Jejunal web is a congenital finding presenting often early after birth, usually in the first 24 hours of life. The jejunal atresia or web manifestations may be delayed beyond infancy. The typical presentations are biliary vomiting, abdominal distension, constipation, and FTT (
3).
We reported an uncommon jejunal web case of an 18-month-old female child with recurrent vomiting, constipation, and FTT. The patient had been hospitalized several times due to nausea, vomiting, and dehydration since last year without any significant physical examination findings. In this case, there were three aspects of interest. Firstly, the delayed onset of symptoms as it started at 18 months old; secondly, the infrequency of the condition; and thirdly, the surprisingly good response to surgical treatment. In a study by Shakya et al. (
9), six out of 11 children died due to jejunal atresia. On the other hand, Lin et al. (
3) reported that the response to surgical treatment was good since all the patients survived properly and showed feeding tolerance, as in the current case.
Neonatal bilious vomiting without abdominal distension often occurs due to proximal GI obstruction, and therefore remains a surgical emergency in newborns and requires urgent attention. The first possible diagnosis that should be ruled out is malrotation; therefore, the first immediate investigation after admission is an upper GI contrast study. Other possible diagnoses must be considered, including severe sepsis, functional GI obstruction, and anatomical GI obstruction such as malrotation and intestinal atresia. Hence, further investigations should be performed, including laboratory studies (complete blood count, urine analysis, blood culture, urine culture, arterial blood gas, and stool exam) and imaging studies (plain radiography, sonography, upper GI contrast study, computed tomography [CT] scan, magnetic resonance imaging [MRI]). Laboratory tests can help diagnose perforated obstruction and severe sepsis. For instance, leukocytosis may suggest that severe sepsis or thrombocytopenia can lead to perforation. Imaging studies must be done to reach the diagnosis. Plain abdominal X-ray and sonographic studies contribute to investigating signs of obstruction; however, in this case, upper GI contrast was a more accurate way to make a diagnosis. Abdominal X-ray usually reveals dilated loops of bowel with an air-fluid level, reflux of contrast into collapsed terminal ileum and small unused colon in a barium enema, and upper GI tract series localize the area of obstruction.
Furthermore, in perforated cases, pneumoperitoneum is often found in chest X-ray (
10). In the study of Tang et al. (
7) on a 7-day-old boy presenting with recurrent vomiting, GI contrast studies showed incomplete duodenal obstruction and distended duodenum with partial hold up of contrast at the distal duodenum. A supine abdominal X-ray revealed an asymmetric dilation of bowel loops with multiple air-fluid levels in our patient. Abdominopelvic ultrasound revealed jejunal distension along with an increase in the mucosal thickness.
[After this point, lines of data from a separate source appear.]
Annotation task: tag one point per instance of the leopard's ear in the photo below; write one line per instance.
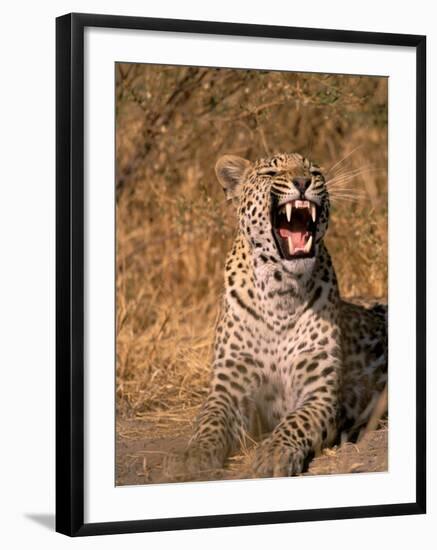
(230, 171)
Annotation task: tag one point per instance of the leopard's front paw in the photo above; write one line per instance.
(196, 462)
(274, 458)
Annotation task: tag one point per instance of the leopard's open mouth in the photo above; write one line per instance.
(294, 228)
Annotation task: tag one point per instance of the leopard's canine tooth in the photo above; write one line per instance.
(288, 209)
(308, 245)
(313, 212)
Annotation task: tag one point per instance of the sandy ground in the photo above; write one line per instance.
(142, 447)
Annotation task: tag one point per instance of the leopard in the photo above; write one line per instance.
(292, 361)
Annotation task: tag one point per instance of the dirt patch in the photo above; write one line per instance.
(142, 448)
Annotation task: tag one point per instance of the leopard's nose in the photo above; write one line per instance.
(302, 183)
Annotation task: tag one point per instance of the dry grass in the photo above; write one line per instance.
(174, 227)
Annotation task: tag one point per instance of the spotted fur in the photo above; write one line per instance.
(291, 359)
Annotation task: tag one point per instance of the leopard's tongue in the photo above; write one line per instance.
(299, 238)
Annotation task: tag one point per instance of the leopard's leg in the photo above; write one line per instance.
(311, 424)
(223, 420)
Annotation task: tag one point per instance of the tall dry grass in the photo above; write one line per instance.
(174, 227)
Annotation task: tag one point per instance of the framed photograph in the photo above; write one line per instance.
(240, 274)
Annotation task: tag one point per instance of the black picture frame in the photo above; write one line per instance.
(70, 273)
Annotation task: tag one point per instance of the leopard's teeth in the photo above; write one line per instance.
(313, 212)
(308, 245)
(288, 209)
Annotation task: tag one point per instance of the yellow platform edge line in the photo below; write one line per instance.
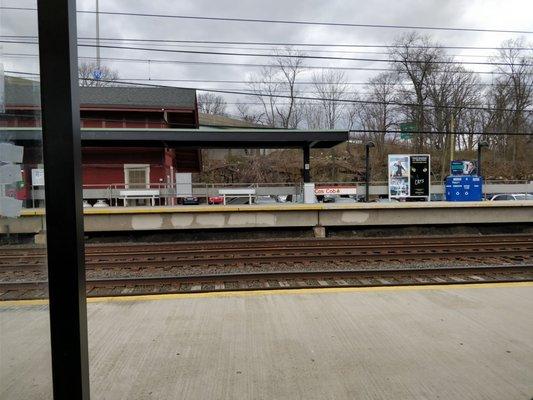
(258, 293)
(284, 207)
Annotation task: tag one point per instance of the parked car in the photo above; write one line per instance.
(512, 196)
(264, 200)
(385, 200)
(215, 200)
(100, 204)
(190, 201)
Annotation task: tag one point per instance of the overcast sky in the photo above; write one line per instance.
(491, 14)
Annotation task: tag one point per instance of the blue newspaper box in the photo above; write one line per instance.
(464, 188)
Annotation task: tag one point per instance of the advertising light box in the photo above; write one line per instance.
(409, 175)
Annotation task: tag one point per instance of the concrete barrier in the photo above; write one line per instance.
(282, 216)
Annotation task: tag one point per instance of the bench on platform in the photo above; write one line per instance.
(139, 194)
(238, 192)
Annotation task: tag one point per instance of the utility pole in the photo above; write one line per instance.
(367, 169)
(452, 138)
(97, 37)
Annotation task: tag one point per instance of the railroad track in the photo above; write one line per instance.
(277, 280)
(471, 248)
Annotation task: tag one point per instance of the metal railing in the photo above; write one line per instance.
(203, 190)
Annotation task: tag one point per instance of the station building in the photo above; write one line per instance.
(111, 108)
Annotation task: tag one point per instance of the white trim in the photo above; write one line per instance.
(136, 166)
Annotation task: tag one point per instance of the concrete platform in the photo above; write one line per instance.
(455, 342)
(120, 219)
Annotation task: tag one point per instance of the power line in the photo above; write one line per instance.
(260, 94)
(276, 82)
(255, 65)
(358, 45)
(295, 56)
(289, 22)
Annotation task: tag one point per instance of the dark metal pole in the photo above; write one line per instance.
(367, 169)
(367, 172)
(307, 160)
(479, 159)
(64, 212)
(480, 145)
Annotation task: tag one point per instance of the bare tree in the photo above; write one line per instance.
(279, 80)
(210, 103)
(414, 58)
(91, 75)
(331, 87)
(450, 90)
(513, 90)
(379, 115)
(244, 113)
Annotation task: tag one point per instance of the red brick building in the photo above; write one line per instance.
(114, 107)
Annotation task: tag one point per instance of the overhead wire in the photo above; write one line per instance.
(287, 22)
(283, 55)
(290, 44)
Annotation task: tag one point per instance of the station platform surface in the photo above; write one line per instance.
(430, 342)
(120, 219)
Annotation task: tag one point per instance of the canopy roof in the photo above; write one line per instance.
(194, 138)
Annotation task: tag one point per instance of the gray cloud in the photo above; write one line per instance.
(407, 12)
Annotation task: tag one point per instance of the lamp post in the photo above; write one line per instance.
(367, 168)
(480, 145)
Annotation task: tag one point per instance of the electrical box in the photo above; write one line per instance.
(464, 188)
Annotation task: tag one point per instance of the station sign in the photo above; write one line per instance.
(409, 175)
(335, 190)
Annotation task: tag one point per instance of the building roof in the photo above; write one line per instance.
(194, 138)
(19, 94)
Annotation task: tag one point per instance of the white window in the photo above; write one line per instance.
(137, 176)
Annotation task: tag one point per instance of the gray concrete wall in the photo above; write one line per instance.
(284, 216)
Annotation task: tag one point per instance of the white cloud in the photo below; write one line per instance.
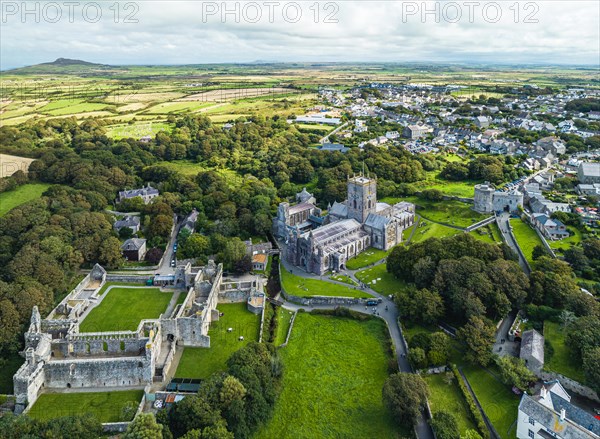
(181, 32)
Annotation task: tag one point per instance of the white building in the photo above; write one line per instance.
(550, 414)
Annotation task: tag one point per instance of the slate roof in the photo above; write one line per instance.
(133, 244)
(339, 209)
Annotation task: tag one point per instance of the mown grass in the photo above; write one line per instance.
(305, 287)
(447, 397)
(497, 400)
(368, 257)
(21, 195)
(284, 318)
(203, 362)
(106, 406)
(380, 280)
(334, 372)
(123, 309)
(562, 360)
(526, 237)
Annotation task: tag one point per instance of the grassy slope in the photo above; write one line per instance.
(302, 287)
(562, 361)
(202, 362)
(498, 402)
(334, 372)
(526, 237)
(21, 195)
(385, 283)
(367, 257)
(123, 309)
(448, 398)
(105, 405)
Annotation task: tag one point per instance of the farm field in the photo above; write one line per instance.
(448, 397)
(380, 280)
(334, 372)
(123, 309)
(203, 362)
(368, 257)
(562, 361)
(526, 237)
(498, 402)
(21, 195)
(303, 287)
(106, 406)
(9, 164)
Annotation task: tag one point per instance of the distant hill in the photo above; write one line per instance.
(63, 65)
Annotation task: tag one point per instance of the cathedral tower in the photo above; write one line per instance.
(362, 197)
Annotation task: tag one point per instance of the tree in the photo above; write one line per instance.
(403, 395)
(144, 426)
(514, 372)
(195, 246)
(417, 358)
(591, 360)
(444, 425)
(110, 253)
(478, 335)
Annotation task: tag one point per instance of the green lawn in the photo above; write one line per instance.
(106, 406)
(9, 364)
(562, 361)
(489, 234)
(284, 318)
(368, 257)
(303, 287)
(342, 278)
(497, 400)
(334, 372)
(21, 195)
(380, 280)
(427, 229)
(526, 237)
(123, 309)
(567, 243)
(448, 397)
(203, 362)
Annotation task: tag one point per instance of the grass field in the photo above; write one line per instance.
(106, 406)
(123, 308)
(455, 213)
(22, 194)
(447, 397)
(284, 318)
(562, 361)
(203, 362)
(498, 402)
(303, 287)
(427, 229)
(526, 237)
(334, 372)
(567, 243)
(368, 257)
(380, 280)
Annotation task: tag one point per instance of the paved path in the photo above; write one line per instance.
(503, 221)
(391, 317)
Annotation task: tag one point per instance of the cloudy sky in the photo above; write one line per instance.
(188, 32)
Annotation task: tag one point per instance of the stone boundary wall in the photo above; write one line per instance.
(128, 278)
(570, 384)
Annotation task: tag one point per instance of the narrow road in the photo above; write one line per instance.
(391, 317)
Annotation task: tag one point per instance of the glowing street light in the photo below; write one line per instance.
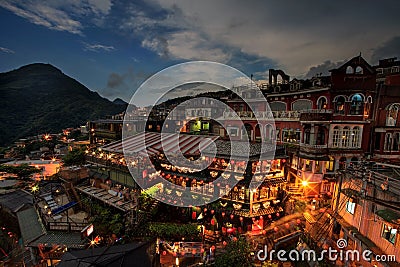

Based on the clinical and paraclinical findings, the patient was diagnosed with jejunal web obstruction. Jejunal atresia is typically managed by surgical procedure with excision of the affected area (
11). Tang et al. (
7) performed an emergency laparotomy with the excision of jejunal web and 2 cm of the jejunum and an end-to-end oblique jejuno-jejunostomy anastomosis with no postoperative complication. Afterward, the oral diet was well-tolerated, and appetite resumed suitably. Kothari and Kothari (
12) also reported a four-year-old case who presented with FTT, recurrent bilious vomiting, abdominal pain, and the final diagnosis was the jejunal web. Enterotomy with excision of the web was done in that case, and the child had an uneventful postoperative recovery. In our case, the patient was followed for six months after surgery, which revealed a surprising increase in appetite with significant weight, height, and head circumference growth. As shown in
Table 1, the patient had poor weight gain until 18 months old (birth weight: 3.970 kg - 18 months: 6.800 kg). However, weight gain after the operation was significant (21 months: 9.600 kg; 23 months: 10.500 kg; 24 months: 11.600 kg).
In conclusion, intestinal atresia is a rare complication and should be considered a probable diagnosis in patients presenting intestinal obstruction even after the neonatal period to undergo necessary investigations and hamper the following mortal outcomes.